The job of Java CAPS applications is typically to receive data from an external system, usually to manipulate or transform that data according to predefined rules, and then to send the data either back to its source or to a different external system. An external system could be a database, a file, a messaging queue, or application, such as Oracle Financials or SAP.
Java CAPS applications within the Java EE do the following:
Get data from an external system. This usually requires one or more adapters, such as the File Adapter.
Persist the data, using JMS topics and queues (usually).
Transform the data, using one or more collaborations or business processed (usually).
Communicate and orchestrate intermediate results amongst processes.
Send the results to an external system or file. This usually requires one or more adapters.

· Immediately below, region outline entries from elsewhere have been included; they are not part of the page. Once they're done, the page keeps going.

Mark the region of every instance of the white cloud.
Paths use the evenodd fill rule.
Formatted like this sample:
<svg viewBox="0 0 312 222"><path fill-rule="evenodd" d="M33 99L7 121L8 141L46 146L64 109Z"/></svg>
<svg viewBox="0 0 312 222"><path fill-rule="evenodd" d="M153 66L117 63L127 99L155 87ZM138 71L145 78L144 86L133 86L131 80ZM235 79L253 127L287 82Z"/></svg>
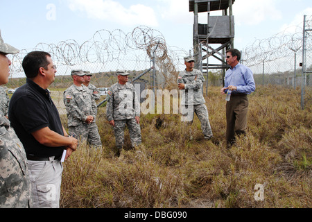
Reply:
<svg viewBox="0 0 312 222"><path fill-rule="evenodd" d="M189 12L189 0L157 0L159 12L164 20L175 24L191 24L193 12Z"/></svg>
<svg viewBox="0 0 312 222"><path fill-rule="evenodd" d="M295 33L302 32L304 15L306 15L306 19L311 18L312 8L308 8L297 13L295 19L290 24L284 24L280 28L280 31L286 33ZM307 25L307 24L306 24ZM311 22L309 24L311 26Z"/></svg>
<svg viewBox="0 0 312 222"><path fill-rule="evenodd" d="M276 8L276 0L236 0L233 15L238 25L257 25L265 20L279 20L281 12Z"/></svg>
<svg viewBox="0 0 312 222"><path fill-rule="evenodd" d="M67 0L73 11L85 12L90 19L109 20L123 25L157 26L155 11L142 4L125 8L113 0Z"/></svg>

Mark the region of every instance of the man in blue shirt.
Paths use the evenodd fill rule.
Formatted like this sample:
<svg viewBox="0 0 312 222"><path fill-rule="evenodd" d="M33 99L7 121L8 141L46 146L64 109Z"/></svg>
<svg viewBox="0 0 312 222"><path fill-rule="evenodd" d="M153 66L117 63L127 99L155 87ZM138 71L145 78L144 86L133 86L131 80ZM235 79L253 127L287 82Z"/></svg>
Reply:
<svg viewBox="0 0 312 222"><path fill-rule="evenodd" d="M250 94L256 89L252 72L239 63L241 52L236 49L227 51L226 61L230 68L225 73L225 87L221 94L232 90L231 98L226 105L227 142L232 145L235 135L244 135L247 130L247 113Z"/></svg>

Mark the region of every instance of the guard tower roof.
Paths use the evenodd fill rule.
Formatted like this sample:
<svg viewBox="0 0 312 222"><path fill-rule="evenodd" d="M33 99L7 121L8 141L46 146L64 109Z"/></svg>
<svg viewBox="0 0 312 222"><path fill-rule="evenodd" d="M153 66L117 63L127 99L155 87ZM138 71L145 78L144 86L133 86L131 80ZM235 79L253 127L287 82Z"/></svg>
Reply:
<svg viewBox="0 0 312 222"><path fill-rule="evenodd" d="M235 0L232 0L232 3ZM198 6L198 12L208 11L208 2L210 2L210 10L226 10L229 8L229 0L189 0L189 11L194 11L194 3Z"/></svg>

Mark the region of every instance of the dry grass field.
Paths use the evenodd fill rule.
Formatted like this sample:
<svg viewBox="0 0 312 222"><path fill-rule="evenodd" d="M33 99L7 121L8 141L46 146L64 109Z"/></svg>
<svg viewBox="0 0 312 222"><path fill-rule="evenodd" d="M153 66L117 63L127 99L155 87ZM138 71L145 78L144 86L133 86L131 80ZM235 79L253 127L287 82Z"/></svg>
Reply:
<svg viewBox="0 0 312 222"><path fill-rule="evenodd" d="M249 96L248 134L227 149L225 97L219 87L209 91L212 141L203 139L197 117L190 140L178 114L148 114L141 117L142 145L131 148L126 130L119 157L99 108L103 148L82 142L64 162L61 207L311 208L311 100L302 110L300 89L258 86ZM255 199L257 184L263 200Z"/></svg>

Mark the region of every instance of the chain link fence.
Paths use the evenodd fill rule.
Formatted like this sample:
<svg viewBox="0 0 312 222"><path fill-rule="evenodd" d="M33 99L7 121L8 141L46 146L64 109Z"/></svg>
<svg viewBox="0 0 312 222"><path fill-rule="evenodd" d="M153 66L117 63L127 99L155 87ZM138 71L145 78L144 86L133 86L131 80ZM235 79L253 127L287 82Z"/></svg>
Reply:
<svg viewBox="0 0 312 222"><path fill-rule="evenodd" d="M241 62L252 69L257 85L303 89L301 94L306 106L312 103L312 17L306 17L304 21L304 27L293 27L295 31L291 34L285 31L270 38L257 40L243 49ZM305 38L302 27L306 30ZM66 114L62 94L73 84L70 76L73 69L90 71L93 74L91 83L99 88L108 88L116 83L116 69L126 69L130 74L130 81L135 80L140 84L141 92L146 88L176 89L177 74L185 68L183 58L190 54L168 46L162 33L146 26L138 26L128 33L121 30L100 30L83 44L74 40L57 44L40 43L35 49L23 49L11 56L12 74L8 89L26 83L21 62L28 52L35 50L50 53L57 66L57 76L50 90L61 114ZM303 56L304 70L300 66ZM210 69L207 80L208 87L222 86L223 72ZM101 96L100 103L105 99L105 95Z"/></svg>
<svg viewBox="0 0 312 222"><path fill-rule="evenodd" d="M49 89L61 115L66 114L63 92L73 84L71 70L89 71L93 75L91 83L100 89L117 82L117 69L127 70L130 74L129 81L135 80L139 84L141 92L144 89L168 88L175 83L177 70L182 69L183 57L187 55L182 49L168 47L163 35L148 27L138 26L129 33L121 30L101 30L83 44L74 40L58 44L40 43L35 49L23 49L10 56L11 76L6 85L8 89L17 88L26 83L21 62L33 51L49 52L57 67L55 79ZM105 99L103 94L98 104Z"/></svg>

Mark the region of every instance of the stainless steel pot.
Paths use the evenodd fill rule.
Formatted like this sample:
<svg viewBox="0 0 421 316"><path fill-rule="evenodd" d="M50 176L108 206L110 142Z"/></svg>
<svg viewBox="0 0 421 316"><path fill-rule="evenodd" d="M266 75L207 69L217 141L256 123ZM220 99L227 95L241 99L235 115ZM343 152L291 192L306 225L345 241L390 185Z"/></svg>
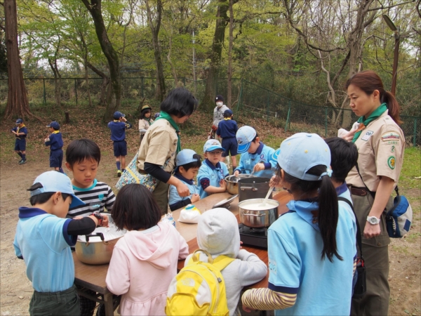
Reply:
<svg viewBox="0 0 421 316"><path fill-rule="evenodd" d="M253 177L239 180L239 201L266 197L269 186L269 178ZM272 199L272 194L269 196Z"/></svg>
<svg viewBox="0 0 421 316"><path fill-rule="evenodd" d="M232 195L239 194L239 180L241 179L246 179L247 178L255 178L251 174L239 174L238 176L227 176L225 177L225 181L227 182L227 190L228 193Z"/></svg>
<svg viewBox="0 0 421 316"><path fill-rule="evenodd" d="M78 236L74 246L76 256L90 265L108 263L116 243L126 232L126 230L118 230L114 222L109 220L108 228L98 227L90 235Z"/></svg>
<svg viewBox="0 0 421 316"><path fill-rule="evenodd" d="M265 199L251 199L239 203L240 222L253 228L265 228L270 226L278 218L279 203L274 199L268 199L264 209L256 209L253 204L260 204Z"/></svg>

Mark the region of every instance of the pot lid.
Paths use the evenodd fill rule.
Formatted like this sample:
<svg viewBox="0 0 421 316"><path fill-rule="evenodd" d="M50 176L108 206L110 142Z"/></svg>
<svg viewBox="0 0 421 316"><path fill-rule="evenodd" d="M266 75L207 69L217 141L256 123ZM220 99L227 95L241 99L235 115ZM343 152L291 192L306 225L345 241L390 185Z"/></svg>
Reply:
<svg viewBox="0 0 421 316"><path fill-rule="evenodd" d="M229 203L231 203L232 201L234 201L234 199L236 197L237 197L238 196L239 196L239 195L235 195L231 197L228 197L227 199L222 199L221 202L218 202L216 204L215 204L213 206L212 206L212 209L215 209L216 207L223 207L225 206L227 206L227 205L229 204Z"/></svg>
<svg viewBox="0 0 421 316"><path fill-rule="evenodd" d="M104 236L104 241L109 242L110 240L123 237L126 232L127 230L118 230L117 227L114 223L109 223L108 227L97 227L90 235L102 233ZM77 237L77 240L79 242L86 242L86 236L84 235L79 235ZM89 242L100 242L101 237L100 236L93 236L89 237Z"/></svg>

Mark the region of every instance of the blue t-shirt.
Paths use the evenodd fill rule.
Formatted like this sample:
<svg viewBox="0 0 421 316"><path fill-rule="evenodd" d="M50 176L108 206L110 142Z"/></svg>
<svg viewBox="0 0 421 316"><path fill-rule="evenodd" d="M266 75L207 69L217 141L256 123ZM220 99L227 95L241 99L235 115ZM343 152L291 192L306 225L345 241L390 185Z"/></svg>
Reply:
<svg viewBox="0 0 421 316"><path fill-rule="evenodd" d="M240 163L234 171L238 170L243 173L244 169L246 169L250 170L251 172L257 164L262 162L265 164L265 170L255 172L254 175L256 177L270 178L274 175L274 170L276 167L276 163L271 159L274 152L275 152L275 150L260 142L260 145L259 145L256 152L254 154L247 152L241 154Z"/></svg>
<svg viewBox="0 0 421 316"><path fill-rule="evenodd" d="M206 187L209 185L219 187L220 181L229 175L227 165L223 162L218 162L216 166L213 166L209 160L203 160L197 173L197 183L200 187L200 198L203 199L209 195L203 188L203 183L206 184Z"/></svg>
<svg viewBox="0 0 421 316"><path fill-rule="evenodd" d="M317 202L290 201L290 211L269 228L269 288L296 294L295 304L275 311L276 315L349 315L356 227L349 213L339 206L336 228L338 252L321 259L323 240L317 218Z"/></svg>
<svg viewBox="0 0 421 316"><path fill-rule="evenodd" d="M229 138L230 137L235 137L238 130L239 126L237 126L236 121L231 119L224 119L218 124L216 135L222 138Z"/></svg>
<svg viewBox="0 0 421 316"><path fill-rule="evenodd" d="M131 129L131 124L128 121L120 121L117 119L108 123L108 128L111 129L111 140L114 142L121 142L126 139L126 129Z"/></svg>
<svg viewBox="0 0 421 316"><path fill-rule="evenodd" d="M194 182L192 180L186 179L180 173L174 173L174 176L181 180L184 184L185 184L189 190L190 190L190 195L188 197L180 197L178 195L178 192L177 192L177 187L174 185L170 185L170 195L168 197L168 204L170 204L170 207L171 205L179 202L180 201L184 201L185 199L192 199L192 195L194 193L199 194L199 189L194 184Z"/></svg>
<svg viewBox="0 0 421 316"><path fill-rule="evenodd" d="M63 147L63 138L60 132L52 133L48 136L48 140L46 143L46 146L50 146L50 150L57 150Z"/></svg>
<svg viewBox="0 0 421 316"><path fill-rule="evenodd" d="M36 208L20 207L13 246L23 257L27 276L39 292L58 292L73 286L74 263L70 246L77 236L67 235L72 220Z"/></svg>

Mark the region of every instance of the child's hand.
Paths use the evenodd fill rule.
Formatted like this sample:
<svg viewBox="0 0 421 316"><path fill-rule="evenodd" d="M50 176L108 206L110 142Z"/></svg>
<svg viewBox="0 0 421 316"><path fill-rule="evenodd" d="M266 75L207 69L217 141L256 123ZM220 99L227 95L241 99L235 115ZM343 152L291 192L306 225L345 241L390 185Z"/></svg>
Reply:
<svg viewBox="0 0 421 316"><path fill-rule="evenodd" d="M197 193L194 193L192 195L192 198L190 199L190 201L192 201L192 203L194 203L195 202L197 202L199 199L200 195L199 195Z"/></svg>

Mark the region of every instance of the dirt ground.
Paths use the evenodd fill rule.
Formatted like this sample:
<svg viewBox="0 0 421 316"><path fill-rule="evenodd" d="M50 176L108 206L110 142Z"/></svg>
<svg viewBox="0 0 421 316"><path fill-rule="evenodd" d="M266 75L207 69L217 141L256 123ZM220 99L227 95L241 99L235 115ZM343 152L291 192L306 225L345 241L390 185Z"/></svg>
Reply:
<svg viewBox="0 0 421 316"><path fill-rule="evenodd" d="M130 154L128 157L133 157ZM15 256L13 242L18 222L18 207L29 206L25 190L35 178L48 168L48 152L37 157L28 155L28 162L18 165L18 157L13 162L0 166L0 315L28 315L32 294L31 282L25 274L23 261ZM71 176L71 173L69 173ZM102 152L97 178L115 185L115 164L112 152ZM420 192L411 189L401 192L417 197ZM415 205L413 206L415 206ZM406 238L393 239L389 246L391 287L390 315L421 315L421 223L419 214L414 218L411 231Z"/></svg>

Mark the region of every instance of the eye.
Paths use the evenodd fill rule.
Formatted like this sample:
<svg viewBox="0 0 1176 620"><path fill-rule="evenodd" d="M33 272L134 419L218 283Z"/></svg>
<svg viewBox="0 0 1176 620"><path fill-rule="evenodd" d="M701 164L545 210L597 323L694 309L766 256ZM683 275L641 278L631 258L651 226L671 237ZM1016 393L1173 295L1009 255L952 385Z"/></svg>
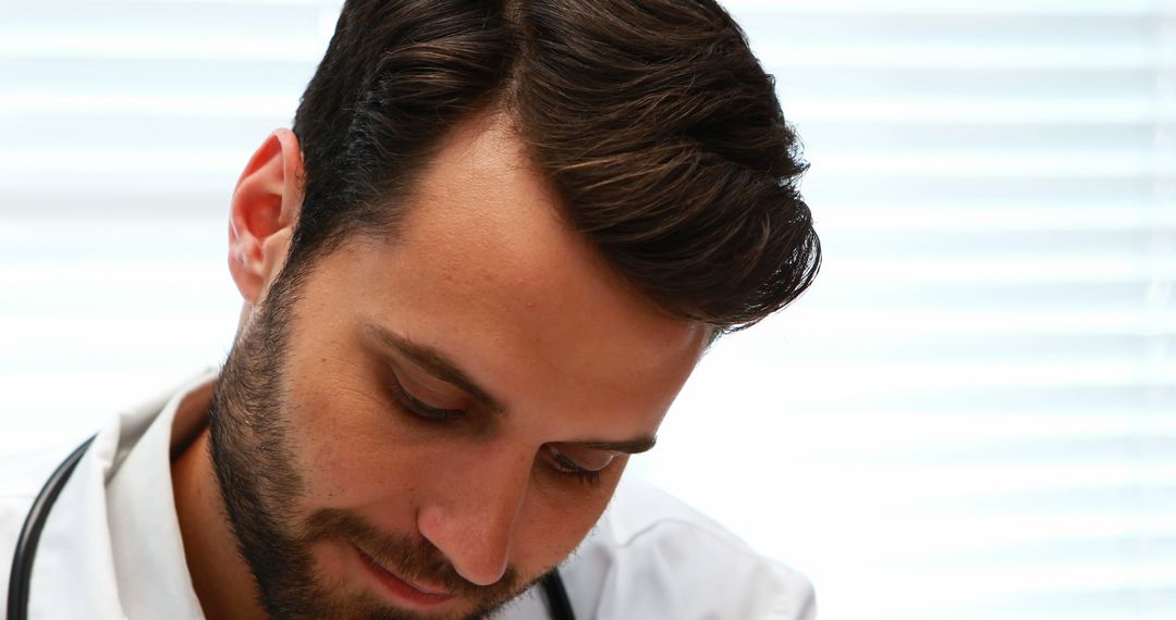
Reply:
<svg viewBox="0 0 1176 620"><path fill-rule="evenodd" d="M389 375L388 392L392 400L408 415L429 422L453 422L466 415L463 409L445 409L421 400L405 389L395 372Z"/></svg>
<svg viewBox="0 0 1176 620"><path fill-rule="evenodd" d="M601 473L612 465L616 454L600 452L592 459L590 464L577 463L575 459L557 450L554 445L547 446L547 459L550 467L567 476L575 476L581 484L600 484ZM599 452L599 451L597 451Z"/></svg>

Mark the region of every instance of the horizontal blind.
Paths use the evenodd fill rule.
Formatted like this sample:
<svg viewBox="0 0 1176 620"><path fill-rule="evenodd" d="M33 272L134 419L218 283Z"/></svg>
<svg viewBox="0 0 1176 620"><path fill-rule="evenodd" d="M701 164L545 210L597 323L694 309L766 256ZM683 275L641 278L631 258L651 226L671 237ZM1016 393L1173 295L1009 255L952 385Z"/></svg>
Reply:
<svg viewBox="0 0 1176 620"><path fill-rule="evenodd" d="M731 8L826 264L704 362L656 476L824 618L1176 618L1174 5Z"/></svg>
<svg viewBox="0 0 1176 620"><path fill-rule="evenodd" d="M637 472L829 619L1176 616L1176 7L730 1L826 265ZM339 2L0 2L0 450L219 363L227 201Z"/></svg>

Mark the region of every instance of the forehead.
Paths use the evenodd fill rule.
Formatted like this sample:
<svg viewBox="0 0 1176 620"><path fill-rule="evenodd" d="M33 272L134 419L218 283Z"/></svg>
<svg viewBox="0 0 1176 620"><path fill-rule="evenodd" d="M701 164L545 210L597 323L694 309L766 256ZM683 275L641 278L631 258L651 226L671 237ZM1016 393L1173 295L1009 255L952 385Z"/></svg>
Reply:
<svg viewBox="0 0 1176 620"><path fill-rule="evenodd" d="M661 314L568 229L501 119L455 132L396 238L349 261L369 318L547 406L580 384L663 411L708 332Z"/></svg>

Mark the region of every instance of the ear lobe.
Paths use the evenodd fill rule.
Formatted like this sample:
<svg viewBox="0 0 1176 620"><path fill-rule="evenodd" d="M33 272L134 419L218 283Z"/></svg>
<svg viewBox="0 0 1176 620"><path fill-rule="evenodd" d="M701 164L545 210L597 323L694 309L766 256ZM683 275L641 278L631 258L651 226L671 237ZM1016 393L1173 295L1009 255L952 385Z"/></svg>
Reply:
<svg viewBox="0 0 1176 620"><path fill-rule="evenodd" d="M302 151L289 129L258 148L233 191L229 272L247 304L256 304L281 271L302 207Z"/></svg>

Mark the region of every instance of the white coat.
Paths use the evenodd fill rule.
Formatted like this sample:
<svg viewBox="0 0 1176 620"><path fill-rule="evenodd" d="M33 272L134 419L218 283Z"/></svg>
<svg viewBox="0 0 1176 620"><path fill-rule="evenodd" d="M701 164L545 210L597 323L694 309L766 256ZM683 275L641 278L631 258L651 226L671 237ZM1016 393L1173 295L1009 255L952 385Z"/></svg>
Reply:
<svg viewBox="0 0 1176 620"><path fill-rule="evenodd" d="M211 377L128 411L95 438L54 505L33 568L31 619L200 619L172 496L176 411ZM207 392L206 392L207 393ZM194 418L198 418L193 416ZM74 446L0 460L0 593L44 481ZM636 480L617 488L560 570L577 619L811 620L813 588L679 500ZM526 593L501 620L549 618Z"/></svg>

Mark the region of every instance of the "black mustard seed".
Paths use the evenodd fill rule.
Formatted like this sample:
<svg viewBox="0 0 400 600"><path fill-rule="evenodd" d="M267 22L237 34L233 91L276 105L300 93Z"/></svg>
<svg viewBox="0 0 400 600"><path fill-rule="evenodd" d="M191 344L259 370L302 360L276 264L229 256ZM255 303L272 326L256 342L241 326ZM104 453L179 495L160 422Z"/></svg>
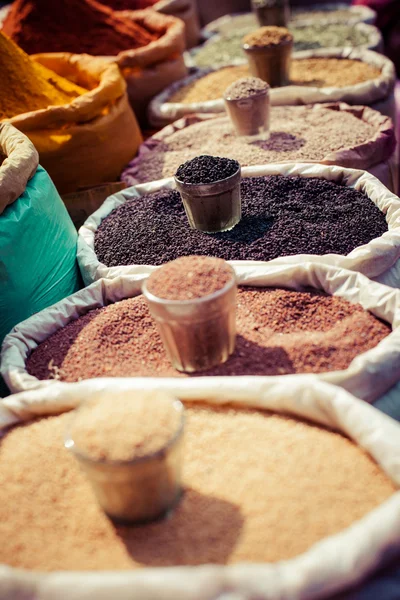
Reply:
<svg viewBox="0 0 400 600"><path fill-rule="evenodd" d="M201 254L225 260L272 260L294 254L342 254L388 230L363 193L325 179L242 179L242 220L207 234L189 227L179 193L162 190L128 200L101 223L98 259L109 267L160 265Z"/></svg>

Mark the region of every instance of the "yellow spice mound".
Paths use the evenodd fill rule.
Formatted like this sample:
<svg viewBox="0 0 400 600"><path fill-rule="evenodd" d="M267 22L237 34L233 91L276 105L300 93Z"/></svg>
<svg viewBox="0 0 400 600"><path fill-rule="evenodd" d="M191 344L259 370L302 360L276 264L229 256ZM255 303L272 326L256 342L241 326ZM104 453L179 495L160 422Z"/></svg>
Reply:
<svg viewBox="0 0 400 600"><path fill-rule="evenodd" d="M87 90L35 62L0 32L0 119L69 104Z"/></svg>

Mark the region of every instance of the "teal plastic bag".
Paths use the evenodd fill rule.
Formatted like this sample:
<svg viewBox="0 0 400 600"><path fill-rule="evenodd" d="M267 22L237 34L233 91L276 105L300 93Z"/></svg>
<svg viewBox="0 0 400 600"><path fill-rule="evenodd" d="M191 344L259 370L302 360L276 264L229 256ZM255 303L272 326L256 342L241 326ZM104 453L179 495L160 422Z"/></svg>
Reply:
<svg viewBox="0 0 400 600"><path fill-rule="evenodd" d="M0 344L19 322L82 287L77 231L47 172L0 215Z"/></svg>

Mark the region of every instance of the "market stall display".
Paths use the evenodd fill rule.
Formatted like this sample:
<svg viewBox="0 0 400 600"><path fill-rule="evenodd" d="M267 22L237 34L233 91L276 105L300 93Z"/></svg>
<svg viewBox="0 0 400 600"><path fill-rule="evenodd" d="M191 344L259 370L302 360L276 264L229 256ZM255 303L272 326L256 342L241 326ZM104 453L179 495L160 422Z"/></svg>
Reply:
<svg viewBox="0 0 400 600"><path fill-rule="evenodd" d="M400 201L375 177L302 163L244 167L242 177L242 220L232 231L213 235L190 229L172 179L108 198L79 232L85 283L208 254L271 264L312 255L398 286Z"/></svg>
<svg viewBox="0 0 400 600"><path fill-rule="evenodd" d="M76 243L32 143L0 123L0 343L14 325L81 287Z"/></svg>
<svg viewBox="0 0 400 600"><path fill-rule="evenodd" d="M199 70L156 96L149 106L149 120L159 127L188 114L222 113L225 89L249 75L246 65ZM290 85L271 89L271 105L347 102L370 106L395 120L394 65L376 52L296 52L290 77Z"/></svg>
<svg viewBox="0 0 400 600"><path fill-rule="evenodd" d="M258 98L258 103L264 101ZM256 111L249 113L254 122ZM189 115L146 140L122 180L137 185L172 177L186 160L214 154L234 158L242 166L297 160L365 169L395 189L395 127L389 117L369 107L273 106L266 139L239 137L228 117L211 116Z"/></svg>
<svg viewBox="0 0 400 600"><path fill-rule="evenodd" d="M246 57L242 50L243 37L250 34L253 27L230 30L224 35L215 35L205 44L193 48L190 64L196 67L217 67L226 64L243 64ZM293 50L342 49L382 51L382 36L373 25L298 24L290 27L293 34Z"/></svg>
<svg viewBox="0 0 400 600"><path fill-rule="evenodd" d="M153 382L161 389L179 379L182 389L194 386L199 398L212 396L216 386L235 399L245 385L256 393L259 383L275 378L289 382L293 376L314 373L370 402L397 382L397 290L359 273L305 260L242 263L235 271L243 286L236 352L223 365L196 373L195 384L193 376L180 375L166 358L144 298L138 295L143 271L95 282L20 324L3 344L1 374L13 392L113 375L133 377L144 386ZM264 311L264 305L269 309ZM304 317L297 325L299 311ZM366 328L365 338L354 335L353 328L359 327Z"/></svg>
<svg viewBox="0 0 400 600"><path fill-rule="evenodd" d="M120 67L141 122L149 100L187 73L184 23L152 9L120 13L95 0L62 0L51 8L47 0L17 0L3 32L30 54L107 56Z"/></svg>

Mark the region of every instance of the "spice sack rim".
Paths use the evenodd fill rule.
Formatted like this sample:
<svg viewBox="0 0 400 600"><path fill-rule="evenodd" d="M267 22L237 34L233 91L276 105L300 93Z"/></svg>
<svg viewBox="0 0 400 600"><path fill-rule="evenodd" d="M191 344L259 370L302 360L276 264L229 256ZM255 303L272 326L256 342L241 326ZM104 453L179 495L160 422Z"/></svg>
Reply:
<svg viewBox="0 0 400 600"><path fill-rule="evenodd" d="M281 287L294 290L314 288L360 304L365 310L388 322L393 331L377 346L359 354L347 369L319 374L276 376L199 376L195 378L130 377L138 385L172 388L184 399L229 397L257 394L258 386L272 381L311 377L347 389L355 396L374 402L399 381L400 373L400 290L370 281L354 271L316 261L292 264L251 265L235 268L238 283L245 286ZM39 380L26 370L26 360L38 344L88 311L141 294L149 273L101 279L75 292L53 306L19 323L6 336L1 350L0 372L12 393L57 385L55 379ZM289 378L289 379L288 379ZM68 383L68 385L70 385ZM187 396L189 394L189 396ZM246 396L247 397L247 396Z"/></svg>
<svg viewBox="0 0 400 600"><path fill-rule="evenodd" d="M82 398L101 398L119 392L132 397L138 389L131 380L98 379L61 384L47 390L23 392L5 398L0 407L2 429L21 421L68 411ZM208 400L217 405L226 399ZM332 427L366 450L386 475L400 485L400 425L346 391L305 378L288 391L283 382L259 389L257 397L234 402L245 408L272 410ZM0 567L0 593L29 593L35 600L105 600L113 594L128 600L140 598L207 600L222 597L228 589L238 600L269 598L326 598L359 583L400 548L400 493L369 512L352 526L326 537L293 559L278 563L202 565L146 568L124 572L54 572L39 574Z"/></svg>
<svg viewBox="0 0 400 600"><path fill-rule="evenodd" d="M356 24L356 23L367 23L368 25L374 25L375 21L376 21L376 11L373 10L370 6L364 6L362 4L356 5L356 6L352 6L352 5L348 5L345 2L329 2L327 4L323 4L321 6L321 4L313 4L312 2L310 2L310 4L305 4L303 5L303 7L298 7L298 11L294 10L292 12L296 13L296 12L301 12L306 10L308 12L308 10L316 10L316 11L321 11L322 9L327 10L328 14L326 16L326 18L318 18L318 23L322 23L322 24L340 24L343 23L343 20L336 20L335 17L333 15L329 16L329 10L340 10L340 9L346 9L350 12L350 14L354 15L352 17L350 17L350 19L348 19L346 21L346 23L349 24ZM201 30L201 35L203 39L208 39L209 37L213 36L213 35L218 35L220 33L220 27L225 27L225 26L229 26L231 24L231 20L235 19L235 18L240 18L240 17L244 17L244 16L250 16L251 12L235 12L235 13L231 13L229 15L223 15L222 17L218 17L218 19L215 19L214 21L210 21L210 23L208 23L205 27L203 27L203 29ZM311 18L311 19L307 19L306 17L304 18L296 18L294 21L292 19L289 20L289 24L313 24L315 23L315 21Z"/></svg>
<svg viewBox="0 0 400 600"><path fill-rule="evenodd" d="M82 74L90 72L98 79L98 85L87 93L71 100L68 104L50 105L47 108L29 111L7 119L18 129L27 132L33 129L49 129L65 125L79 125L102 116L102 112L126 93L126 82L117 65L101 57L70 52L54 52L33 55L32 58L47 68L59 71L65 69Z"/></svg>
<svg viewBox="0 0 400 600"><path fill-rule="evenodd" d="M361 142L357 146L334 150L320 160L308 160L307 162L309 163L337 165L348 168L369 170L372 167L383 163L384 161L390 160L394 155L397 142L395 126L392 119L382 115L380 112L369 106L351 106L345 102L327 102L326 104L307 104L305 106L297 106L293 108L308 110L311 113L314 111L324 110L331 110L339 113L345 112L353 115L363 122L368 123L376 129L373 137L365 142ZM123 178L126 174L125 181L130 186L141 185L141 182L135 179L135 176L140 173L141 160L149 152L155 150L158 144L165 142L169 136L179 131L183 131L187 127L197 125L203 121L209 121L210 119L223 118L228 118L228 116L222 113L218 115L212 113L194 113L188 114L185 117L181 117L177 121L174 121L173 123L165 125L163 129L157 131L154 135L147 138L140 145L137 155L124 169L121 177ZM273 114L271 115L271 118L273 125ZM280 164L290 162L293 162L293 159L279 161Z"/></svg>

Within the Java EE container, Java CAPS applications can use web services, but this is not required. However, to communicate with the overall JBI container, web services are required. The services provided by the Java CAPS application are provided through the Java EE service engine; JBI uses WSDL to access them as web services.
JBI service units and service assemblies do the following:
Get data from an external system, using one or more binding components such as the HTTP BC.
Persist and communicate intermediate results, using the Normalized Message Router.
Transform the data, using one or more service engines such as the BPEL SE or Java EE SE.
Put results somewhere, using one or more binding components.
From the point of view of the CAPS application, the bridge to the Java EE Service Engine looks and acts like an adapter. From the point of view of the JBI container, CAPS applications are described by WSDL files and served by the Java EE service engine.